I don’t want to be overly harsh here. I think Peterson has done significant good, and I feel annoyed that this book will give ammunition to his enemies, many of whom are indeed quite bad. But when you completely abandon irony and levity to trudge forever on the bleak road out of Sodom, you leave yourself open to these attacks (though I’m not sure his critics have read enough of the book to properly identify the actual points of weakness). As Auden said, “The man who takes seriously the command of Christ to take up his cross and follow Him must, if he is serious, see himself as a comic figure.”
To be a man of faith, I think, requires a salutary helping of irony regarding oneself. This is why A.A. works: in the duel between the ego and the bottle, the bottle always ends up getting on top. That’s why you surrender to a higher power. You can’t take yourself too seriously, can’t listen to Peterson when he asserts that the Bible says, “It’s all on you.” That’s a maddening and destructive thought and, to boot, not really what the Bible is getting at.
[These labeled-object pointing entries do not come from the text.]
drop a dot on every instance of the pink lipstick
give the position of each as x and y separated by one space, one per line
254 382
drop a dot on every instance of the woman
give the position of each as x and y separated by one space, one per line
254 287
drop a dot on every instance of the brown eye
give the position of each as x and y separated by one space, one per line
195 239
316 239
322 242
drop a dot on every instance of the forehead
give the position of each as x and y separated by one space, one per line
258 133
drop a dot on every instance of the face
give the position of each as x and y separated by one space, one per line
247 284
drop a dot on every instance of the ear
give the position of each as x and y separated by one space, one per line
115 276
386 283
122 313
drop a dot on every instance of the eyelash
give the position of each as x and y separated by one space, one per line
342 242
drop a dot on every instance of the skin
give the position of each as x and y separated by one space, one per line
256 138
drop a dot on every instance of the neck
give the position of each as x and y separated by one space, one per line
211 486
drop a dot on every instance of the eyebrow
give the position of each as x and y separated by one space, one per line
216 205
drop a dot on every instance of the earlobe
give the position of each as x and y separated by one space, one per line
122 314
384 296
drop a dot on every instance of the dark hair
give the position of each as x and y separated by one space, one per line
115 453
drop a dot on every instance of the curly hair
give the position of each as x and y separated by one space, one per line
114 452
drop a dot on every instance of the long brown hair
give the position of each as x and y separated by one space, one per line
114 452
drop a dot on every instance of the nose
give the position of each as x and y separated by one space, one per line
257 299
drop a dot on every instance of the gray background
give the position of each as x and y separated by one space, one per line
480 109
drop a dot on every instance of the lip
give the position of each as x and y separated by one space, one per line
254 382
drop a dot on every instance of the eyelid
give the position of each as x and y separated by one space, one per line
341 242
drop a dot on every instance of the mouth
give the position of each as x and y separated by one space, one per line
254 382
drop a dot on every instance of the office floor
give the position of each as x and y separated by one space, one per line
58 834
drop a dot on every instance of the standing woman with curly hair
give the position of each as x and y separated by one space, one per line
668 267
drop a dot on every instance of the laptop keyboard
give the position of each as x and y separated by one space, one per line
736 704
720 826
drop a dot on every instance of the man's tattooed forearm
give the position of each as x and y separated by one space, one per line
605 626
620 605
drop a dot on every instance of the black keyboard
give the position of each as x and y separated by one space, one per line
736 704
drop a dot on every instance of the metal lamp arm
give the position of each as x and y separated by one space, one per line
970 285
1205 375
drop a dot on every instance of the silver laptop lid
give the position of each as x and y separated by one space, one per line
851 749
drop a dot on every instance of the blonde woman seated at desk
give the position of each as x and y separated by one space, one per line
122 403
This is also why J.R.R. Tolkien selected the hobbits to be the ring-bearers in The Lord of the Rings. They could bear the burden of the ring of power because they didn’t take themselves too seriously, whereas humans became too quickly corrupted by its allure and the temptation to use it. Judging by We Who Wrestle with God, Peterson needs to re-connect with the hobbit in himself. He needs to re-evaluate what bearing responsibility for your life really means and should look like. Then, he might be able to show a little grace to the OnlyFans girls and vegans.